Primrose & Plum lambswool grey Bird Blanket 180cm x 130cm £130
Another Scandinavian warmer, this time from Finland. The Asteri wool blanket would work well in a modern scheme but hasn’t forgotten it’s blankety traditions with edging in blanket stitch. And what a great price.
Asteri Finnish Wool Blanket 130cm x 180cm £65
Sometimes all you need is a really great plain throw to add texture or an accent to a scheme and what’s fascinating about Laura’s gorgeous handwoven throws is that each comes with the kind of provenance that really celebrates everything that is brilliant and thriving about British craft. Made in Yorkshire, the wool is all sourced locally, sorted by Laura in her own garden to remove the “daggy bits” and is then cleaned, spun and dyed locally using only environmentally-friendly processes. Transport miles are kept to a minimum and local business are supported. The ultimate feel-good purchase in every way.

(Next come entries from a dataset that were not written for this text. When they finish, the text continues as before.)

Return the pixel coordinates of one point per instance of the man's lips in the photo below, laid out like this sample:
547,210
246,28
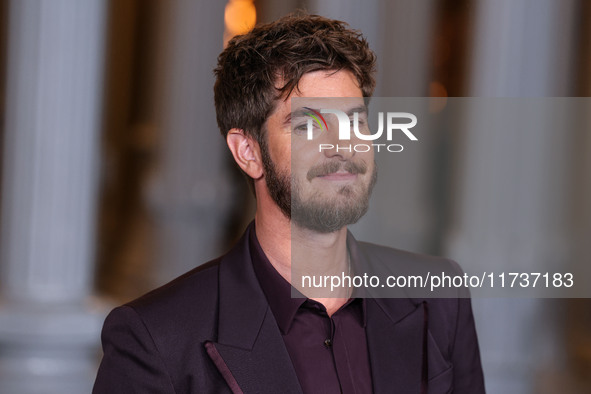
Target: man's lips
339,176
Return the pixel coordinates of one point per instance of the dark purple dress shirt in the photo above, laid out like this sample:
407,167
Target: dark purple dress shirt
329,354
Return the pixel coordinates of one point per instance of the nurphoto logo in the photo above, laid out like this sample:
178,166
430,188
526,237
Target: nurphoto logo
395,122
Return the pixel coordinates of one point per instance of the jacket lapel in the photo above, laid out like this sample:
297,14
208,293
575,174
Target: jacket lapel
249,352
395,338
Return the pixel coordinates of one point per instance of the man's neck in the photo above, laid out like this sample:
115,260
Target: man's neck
294,251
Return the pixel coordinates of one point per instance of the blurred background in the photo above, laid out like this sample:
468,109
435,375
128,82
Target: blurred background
115,179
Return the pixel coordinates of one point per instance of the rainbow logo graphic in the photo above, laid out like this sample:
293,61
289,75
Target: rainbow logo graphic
315,115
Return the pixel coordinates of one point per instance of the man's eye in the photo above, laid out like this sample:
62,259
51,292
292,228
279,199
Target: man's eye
300,129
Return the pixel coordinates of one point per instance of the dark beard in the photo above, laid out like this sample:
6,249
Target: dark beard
320,216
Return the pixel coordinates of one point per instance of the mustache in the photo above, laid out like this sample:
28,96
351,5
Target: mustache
334,166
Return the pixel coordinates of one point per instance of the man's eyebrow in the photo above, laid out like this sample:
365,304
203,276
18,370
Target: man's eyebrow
302,112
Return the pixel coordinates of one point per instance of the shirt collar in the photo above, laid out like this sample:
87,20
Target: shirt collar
278,291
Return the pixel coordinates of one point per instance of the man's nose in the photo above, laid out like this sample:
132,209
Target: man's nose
335,148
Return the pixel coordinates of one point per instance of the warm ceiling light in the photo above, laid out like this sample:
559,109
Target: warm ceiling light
240,16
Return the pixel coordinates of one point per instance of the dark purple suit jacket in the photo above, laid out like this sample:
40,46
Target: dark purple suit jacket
212,331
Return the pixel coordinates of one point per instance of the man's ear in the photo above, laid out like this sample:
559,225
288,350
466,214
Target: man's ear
246,152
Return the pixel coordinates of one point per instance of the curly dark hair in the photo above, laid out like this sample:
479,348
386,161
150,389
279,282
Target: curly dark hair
252,65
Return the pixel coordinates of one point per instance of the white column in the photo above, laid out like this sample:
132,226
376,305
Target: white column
510,213
190,191
49,330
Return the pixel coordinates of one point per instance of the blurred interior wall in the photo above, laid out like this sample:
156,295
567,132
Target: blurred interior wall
511,201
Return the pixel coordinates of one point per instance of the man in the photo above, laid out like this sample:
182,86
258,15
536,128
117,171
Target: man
231,325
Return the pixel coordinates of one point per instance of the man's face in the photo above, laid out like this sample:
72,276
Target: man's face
319,190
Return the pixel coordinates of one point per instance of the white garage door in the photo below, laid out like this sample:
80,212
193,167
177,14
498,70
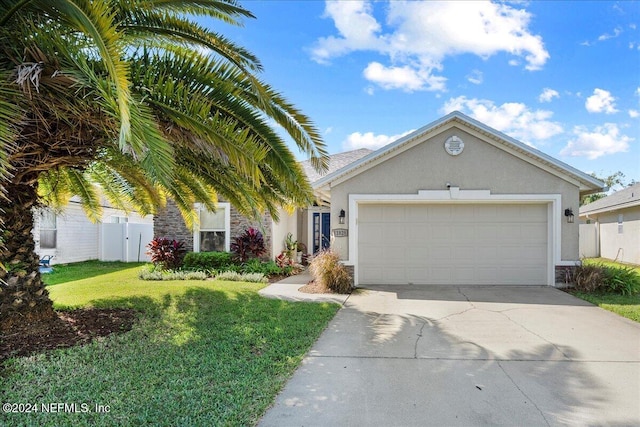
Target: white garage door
457,244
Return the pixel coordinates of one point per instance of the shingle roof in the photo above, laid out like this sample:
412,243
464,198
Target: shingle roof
336,161
587,183
625,198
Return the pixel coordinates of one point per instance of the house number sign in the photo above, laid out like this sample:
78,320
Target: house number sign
454,145
340,232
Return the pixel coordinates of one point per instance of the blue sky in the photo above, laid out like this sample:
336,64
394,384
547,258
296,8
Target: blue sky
563,77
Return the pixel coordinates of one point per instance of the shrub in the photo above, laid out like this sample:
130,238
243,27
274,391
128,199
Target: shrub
592,278
587,278
242,277
165,253
207,260
268,268
327,270
622,280
154,274
288,265
249,244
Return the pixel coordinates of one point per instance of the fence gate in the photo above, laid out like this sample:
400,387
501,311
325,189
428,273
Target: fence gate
125,242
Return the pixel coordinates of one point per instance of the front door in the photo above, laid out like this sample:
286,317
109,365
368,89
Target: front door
321,231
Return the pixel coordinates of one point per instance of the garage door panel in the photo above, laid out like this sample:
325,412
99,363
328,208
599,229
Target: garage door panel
440,232
453,244
394,213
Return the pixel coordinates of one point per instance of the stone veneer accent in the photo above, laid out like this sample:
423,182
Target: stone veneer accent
169,223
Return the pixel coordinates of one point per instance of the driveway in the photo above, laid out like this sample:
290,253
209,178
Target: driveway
436,355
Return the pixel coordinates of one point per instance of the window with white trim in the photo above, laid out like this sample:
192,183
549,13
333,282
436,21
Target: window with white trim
213,233
48,229
620,220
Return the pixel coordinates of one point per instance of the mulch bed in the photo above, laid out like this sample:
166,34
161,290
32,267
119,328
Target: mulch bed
68,329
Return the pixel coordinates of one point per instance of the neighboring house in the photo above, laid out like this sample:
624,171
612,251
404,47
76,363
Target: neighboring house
610,227
455,202
69,236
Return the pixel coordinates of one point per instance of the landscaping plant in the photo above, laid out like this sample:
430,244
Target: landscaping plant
592,278
249,244
166,254
207,260
328,271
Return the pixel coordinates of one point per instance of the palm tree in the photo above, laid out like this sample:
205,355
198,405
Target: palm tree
134,97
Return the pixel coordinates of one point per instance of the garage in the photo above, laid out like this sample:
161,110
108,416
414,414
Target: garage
453,243
456,202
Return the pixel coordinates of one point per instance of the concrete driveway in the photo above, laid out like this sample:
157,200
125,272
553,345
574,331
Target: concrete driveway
435,355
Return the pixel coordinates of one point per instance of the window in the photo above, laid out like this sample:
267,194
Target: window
213,233
48,229
117,219
620,219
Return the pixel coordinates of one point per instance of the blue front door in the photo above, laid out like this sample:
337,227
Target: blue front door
321,231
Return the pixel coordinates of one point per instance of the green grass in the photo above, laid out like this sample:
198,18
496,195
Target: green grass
63,273
625,305
203,353
610,263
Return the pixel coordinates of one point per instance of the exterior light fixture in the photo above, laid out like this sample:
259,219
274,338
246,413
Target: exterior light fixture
569,214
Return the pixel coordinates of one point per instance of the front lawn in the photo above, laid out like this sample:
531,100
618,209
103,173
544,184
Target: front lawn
625,305
203,353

Laura’s Loom Howgill Collection Herringbone Throw 160cm x 200cm £125
I’m a huge fan of Donna Wilson’s quirky textiles but this stunning blanket, designed in conjunction with SCP, is something of a departure style-wise, but I am all over it, erm, like a blanket. The wool is all spun and dyed in England and Woven in Wales by a traditional mill that has been in the same family for years. It has the feel of a traditional Welsh Carthenni but with a more modern, geometric feel and is probably at the top of my blanket wish list.
Donna Wilson Nos Da Blanket 230cm x 200cm £299.99
Melin Tregwynt have been quietly revolutionising the aesthetics of traditional blanket weaving for years. Originators of the popular spotted motifs that can be seen everywhere now, this Welsh mill combines traditional methods with contemporary designs that are sure to convert even the most die-hard blanket haters.

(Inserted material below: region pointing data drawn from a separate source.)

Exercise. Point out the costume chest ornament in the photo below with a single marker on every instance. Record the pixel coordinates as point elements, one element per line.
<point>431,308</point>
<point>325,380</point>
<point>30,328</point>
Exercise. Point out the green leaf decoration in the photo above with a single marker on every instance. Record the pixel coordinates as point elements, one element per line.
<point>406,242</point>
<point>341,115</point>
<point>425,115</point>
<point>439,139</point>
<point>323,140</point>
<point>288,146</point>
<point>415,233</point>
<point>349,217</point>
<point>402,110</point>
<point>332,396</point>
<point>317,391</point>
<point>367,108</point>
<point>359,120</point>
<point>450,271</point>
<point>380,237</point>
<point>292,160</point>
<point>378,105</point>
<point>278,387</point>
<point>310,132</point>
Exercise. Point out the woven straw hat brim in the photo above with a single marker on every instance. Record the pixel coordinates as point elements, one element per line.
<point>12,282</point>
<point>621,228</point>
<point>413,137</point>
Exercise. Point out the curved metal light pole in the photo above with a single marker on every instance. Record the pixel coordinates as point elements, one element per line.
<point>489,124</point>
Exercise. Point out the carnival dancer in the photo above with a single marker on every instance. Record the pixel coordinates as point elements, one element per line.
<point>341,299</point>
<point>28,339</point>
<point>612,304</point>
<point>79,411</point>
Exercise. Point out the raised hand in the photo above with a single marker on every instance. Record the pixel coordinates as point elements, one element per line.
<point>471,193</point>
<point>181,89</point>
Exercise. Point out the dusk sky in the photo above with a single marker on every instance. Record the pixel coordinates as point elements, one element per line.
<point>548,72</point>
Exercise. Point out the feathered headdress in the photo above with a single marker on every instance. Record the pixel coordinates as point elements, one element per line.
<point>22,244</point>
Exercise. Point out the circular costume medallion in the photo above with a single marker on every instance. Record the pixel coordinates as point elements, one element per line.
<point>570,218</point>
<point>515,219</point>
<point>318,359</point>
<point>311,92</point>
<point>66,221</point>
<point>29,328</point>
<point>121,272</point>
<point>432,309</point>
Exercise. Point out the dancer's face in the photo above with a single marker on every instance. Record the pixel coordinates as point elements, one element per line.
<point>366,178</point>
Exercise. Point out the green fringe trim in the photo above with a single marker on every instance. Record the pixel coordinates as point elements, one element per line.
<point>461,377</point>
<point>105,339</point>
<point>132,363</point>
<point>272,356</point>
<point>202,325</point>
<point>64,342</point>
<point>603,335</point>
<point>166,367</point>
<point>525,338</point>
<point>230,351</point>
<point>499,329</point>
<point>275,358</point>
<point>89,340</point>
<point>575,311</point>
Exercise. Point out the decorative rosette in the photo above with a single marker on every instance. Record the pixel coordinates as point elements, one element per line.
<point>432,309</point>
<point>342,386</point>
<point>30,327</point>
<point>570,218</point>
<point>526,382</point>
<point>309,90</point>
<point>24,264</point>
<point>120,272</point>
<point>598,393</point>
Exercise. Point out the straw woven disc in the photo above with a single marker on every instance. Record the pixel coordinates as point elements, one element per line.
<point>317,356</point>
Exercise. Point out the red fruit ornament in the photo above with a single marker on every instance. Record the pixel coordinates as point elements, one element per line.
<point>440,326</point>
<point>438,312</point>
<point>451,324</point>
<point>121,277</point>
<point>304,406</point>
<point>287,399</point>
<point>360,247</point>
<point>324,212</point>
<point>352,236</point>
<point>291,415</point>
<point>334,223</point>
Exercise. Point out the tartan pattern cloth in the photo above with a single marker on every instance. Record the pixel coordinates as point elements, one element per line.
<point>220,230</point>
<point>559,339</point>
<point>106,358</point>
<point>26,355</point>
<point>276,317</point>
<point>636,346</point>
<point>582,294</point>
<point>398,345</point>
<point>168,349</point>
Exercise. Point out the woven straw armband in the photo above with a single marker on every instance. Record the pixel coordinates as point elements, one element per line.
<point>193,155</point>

Melin Tregwynt Luna Throw 150cm x 180cm £125
If you are looking for the ultimate baby gift then Woodchild’s exquisite vintage inspired fairisle knitted blankets must surely be the perfect solution? Practically perfect in every way, I am completely obsessed with this, and, as the Mother of two boys that is continually disappointed with boy-centric homewares and gifts, it satisfies my inner girly whims too.
Woodchild ‘Connor’ Baby Blanket 75cm x 100cm £89
Another great baby gift, these soft brushed cotton baby blankets eschew the twee and make a refreshing, modern change from pastels, and the red colourway works brilliantly for both sexes.
Cologne & Cotton Papoose Blanket 65cm x 110cm £15
This supersoft Shetland blanket is fun and would add a great pop of colour to a scheme- particularly a child’s bedroom- but for me it’s mostly about the green fairisle; a little bit vintage, I just can’t get enough of this type of pattern.
Atlantic Blanket Company Celtic Fringe Blanket 143cm x173cm £250
Welsh Carthenni blankets just feel so ‘right’ at the moment thanks to recent trends towards Ikats and folksy geometrics. I’ve been coveting them for years as they seem to bridge the gap between traditional and contemporary so brilliantly. This rather lovely candy pink example from Blodwen is undeniably girly but utterly beautiful and I could happily redesign an entire room scheme just to incorporate it somehow.
Blodwen ‘New Traditional Welsh Carthenni’ Blanket 171cm x 264cm £300
One for the baby girls. The Matryoshka trend keeps running and running but I confess I am still charmed by these folksy little dolls. This Adorable luxurious baby blanket from the completely brilliant Studio Roam comes in a Cyclamen/Satin Pink colourway as standard but can be customised to a colour of your choice, at no extra cost, which makes for a really unique keepsake for a little one.